Hello everyone, and welcome to Tutorial Tuesday!

French Knots are notorious among the cross-stitch community. For some reason, people just can’t seem to get them right! Some have abandoned them completely for other knots or seed beads, while others, like me, have never had an issue with them. It seems like you can do them, or you can’t. Today, I’m going to show you how I do them in four easy steps!

Full disclosure: this is how I do French Knots. This may not be the proper way or the right way, and it may not work for you. This is just what works best for me! Your success may vary.

My supplies for this tutorial!

My supplies for this tutorial!

Materials Used For This Demonstration:


  • 14 Ct. White Aida Fabric
  • 1 strand of DMC 310 Black cotton thread
  • Size 24 Tapestry Needle

Before We Start:

Your first step with making a french knot should be to thread your needle and start your thread however you would normally start it. If you’re struggling I recommend starting with a waste knot, which is what I’m going to start with today. (I double-knotted it in the picture to make sure I wouldn’t pull it through the hole.)

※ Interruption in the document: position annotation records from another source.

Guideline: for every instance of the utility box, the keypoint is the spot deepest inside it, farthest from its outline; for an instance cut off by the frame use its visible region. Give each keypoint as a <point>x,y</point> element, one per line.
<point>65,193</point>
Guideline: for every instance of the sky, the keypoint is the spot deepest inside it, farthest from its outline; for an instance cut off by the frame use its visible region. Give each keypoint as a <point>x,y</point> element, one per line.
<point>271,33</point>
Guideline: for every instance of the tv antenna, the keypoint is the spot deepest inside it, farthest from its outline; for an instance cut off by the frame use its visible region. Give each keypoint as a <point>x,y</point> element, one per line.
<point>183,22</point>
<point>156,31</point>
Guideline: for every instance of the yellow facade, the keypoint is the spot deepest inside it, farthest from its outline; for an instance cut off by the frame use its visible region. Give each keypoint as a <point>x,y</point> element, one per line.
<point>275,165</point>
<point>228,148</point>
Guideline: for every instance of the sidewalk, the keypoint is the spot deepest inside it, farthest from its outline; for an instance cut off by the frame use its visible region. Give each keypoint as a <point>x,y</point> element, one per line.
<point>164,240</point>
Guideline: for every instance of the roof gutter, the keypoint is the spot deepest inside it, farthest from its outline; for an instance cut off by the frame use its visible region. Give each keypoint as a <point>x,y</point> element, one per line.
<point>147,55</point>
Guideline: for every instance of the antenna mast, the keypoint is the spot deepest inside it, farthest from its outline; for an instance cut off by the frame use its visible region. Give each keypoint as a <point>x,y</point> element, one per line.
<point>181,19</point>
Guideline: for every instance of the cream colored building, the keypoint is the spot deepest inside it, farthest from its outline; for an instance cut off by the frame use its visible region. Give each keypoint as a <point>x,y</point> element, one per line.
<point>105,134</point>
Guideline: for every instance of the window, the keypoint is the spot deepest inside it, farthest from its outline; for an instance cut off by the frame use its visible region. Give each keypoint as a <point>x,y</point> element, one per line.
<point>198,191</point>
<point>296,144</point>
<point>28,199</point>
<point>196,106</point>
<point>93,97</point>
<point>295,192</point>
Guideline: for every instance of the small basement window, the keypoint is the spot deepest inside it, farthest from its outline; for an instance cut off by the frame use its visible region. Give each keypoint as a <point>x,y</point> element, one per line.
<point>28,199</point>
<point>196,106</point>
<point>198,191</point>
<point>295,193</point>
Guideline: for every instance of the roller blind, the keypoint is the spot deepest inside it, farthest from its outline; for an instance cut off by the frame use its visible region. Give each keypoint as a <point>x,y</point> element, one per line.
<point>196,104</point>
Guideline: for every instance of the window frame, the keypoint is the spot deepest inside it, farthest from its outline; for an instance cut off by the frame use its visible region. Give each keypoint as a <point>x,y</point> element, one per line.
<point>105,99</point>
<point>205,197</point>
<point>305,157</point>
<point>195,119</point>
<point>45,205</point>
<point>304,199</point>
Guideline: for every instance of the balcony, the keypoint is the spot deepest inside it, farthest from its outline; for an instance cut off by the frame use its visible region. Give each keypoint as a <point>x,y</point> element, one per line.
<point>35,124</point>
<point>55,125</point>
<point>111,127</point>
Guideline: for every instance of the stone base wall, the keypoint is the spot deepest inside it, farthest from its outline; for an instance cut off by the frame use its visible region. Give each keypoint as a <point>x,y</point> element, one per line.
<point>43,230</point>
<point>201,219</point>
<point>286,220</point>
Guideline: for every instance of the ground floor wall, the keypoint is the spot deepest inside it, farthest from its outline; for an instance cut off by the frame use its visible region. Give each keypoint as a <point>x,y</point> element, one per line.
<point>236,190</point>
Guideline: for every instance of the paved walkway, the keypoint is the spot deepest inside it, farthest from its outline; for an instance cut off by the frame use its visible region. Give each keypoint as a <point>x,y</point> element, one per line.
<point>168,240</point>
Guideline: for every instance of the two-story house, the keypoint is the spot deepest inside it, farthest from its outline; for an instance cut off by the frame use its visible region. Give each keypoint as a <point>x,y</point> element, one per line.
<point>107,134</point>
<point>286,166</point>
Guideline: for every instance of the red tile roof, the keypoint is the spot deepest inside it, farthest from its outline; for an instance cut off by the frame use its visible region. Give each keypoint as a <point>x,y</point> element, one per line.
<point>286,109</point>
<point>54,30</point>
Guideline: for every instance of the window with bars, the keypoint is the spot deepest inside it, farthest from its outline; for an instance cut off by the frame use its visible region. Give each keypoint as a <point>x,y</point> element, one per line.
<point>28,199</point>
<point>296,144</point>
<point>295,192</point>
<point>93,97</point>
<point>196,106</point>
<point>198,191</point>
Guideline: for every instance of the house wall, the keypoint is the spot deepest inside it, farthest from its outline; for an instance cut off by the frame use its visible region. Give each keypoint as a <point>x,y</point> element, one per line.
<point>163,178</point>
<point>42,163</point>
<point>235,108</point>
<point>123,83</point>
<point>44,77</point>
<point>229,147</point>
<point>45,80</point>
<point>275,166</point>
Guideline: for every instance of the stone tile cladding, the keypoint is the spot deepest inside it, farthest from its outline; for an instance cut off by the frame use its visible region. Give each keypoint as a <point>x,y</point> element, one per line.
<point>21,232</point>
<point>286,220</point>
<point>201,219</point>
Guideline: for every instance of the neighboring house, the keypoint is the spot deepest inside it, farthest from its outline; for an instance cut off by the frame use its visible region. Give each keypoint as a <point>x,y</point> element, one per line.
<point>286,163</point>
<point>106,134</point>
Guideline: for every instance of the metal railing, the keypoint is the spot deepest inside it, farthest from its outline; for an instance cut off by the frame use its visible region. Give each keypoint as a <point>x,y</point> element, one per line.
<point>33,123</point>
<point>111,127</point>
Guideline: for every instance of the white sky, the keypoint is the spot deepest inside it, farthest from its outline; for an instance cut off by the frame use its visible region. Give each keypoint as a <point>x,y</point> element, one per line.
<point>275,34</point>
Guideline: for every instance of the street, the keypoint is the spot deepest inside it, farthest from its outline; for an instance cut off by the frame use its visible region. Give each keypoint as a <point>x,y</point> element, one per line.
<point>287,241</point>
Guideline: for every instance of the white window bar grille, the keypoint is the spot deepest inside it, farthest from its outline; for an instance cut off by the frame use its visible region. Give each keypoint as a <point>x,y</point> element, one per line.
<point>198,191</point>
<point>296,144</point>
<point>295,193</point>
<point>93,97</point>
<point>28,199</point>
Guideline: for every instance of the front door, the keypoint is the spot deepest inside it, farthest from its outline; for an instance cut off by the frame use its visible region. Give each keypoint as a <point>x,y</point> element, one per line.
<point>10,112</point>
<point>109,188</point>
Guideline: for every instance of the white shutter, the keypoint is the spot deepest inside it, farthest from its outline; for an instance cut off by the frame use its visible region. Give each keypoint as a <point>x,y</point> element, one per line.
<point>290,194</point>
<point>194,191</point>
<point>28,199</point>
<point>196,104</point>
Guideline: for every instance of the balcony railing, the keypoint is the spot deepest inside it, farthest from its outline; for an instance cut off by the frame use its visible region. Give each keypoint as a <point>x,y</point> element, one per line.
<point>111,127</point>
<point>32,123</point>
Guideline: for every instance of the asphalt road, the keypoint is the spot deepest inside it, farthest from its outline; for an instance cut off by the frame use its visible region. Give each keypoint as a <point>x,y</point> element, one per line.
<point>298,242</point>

The needle is threaded and ready to go.

The needle is threaded and ready to go.

Now that you’ve got your needle and thread ready to go, we can look to the fabric. Let’s say you need to put a french knot on the edge of this square right here:

Our starting point.

Our starting point.

I’m showing you this spot because this is one of the most difficult places to make a French Knot. Corners are hard because you’re meant to come up and then go back down through the same hole. This is also difficult because there are no other stitches around it; usually the French Knots go on top of the cross-stitch, so they’re easier to anchor. If you can master this spot, you can put French Knots anywhere!

Step One:

Step One is easy: come up with your needle and thread through the designated hole.

Step One: Come up through the fabric.

Step One: Come up through the fabric.

Step Two:

Now, Step Two will require both hands. Take your needle in one hand, and with your other hand pull the thread coming up out of the fabric taunt:

Step Two: First pull your thread taunt with one hand.

Step Two: First pull your thread taunt with one hand.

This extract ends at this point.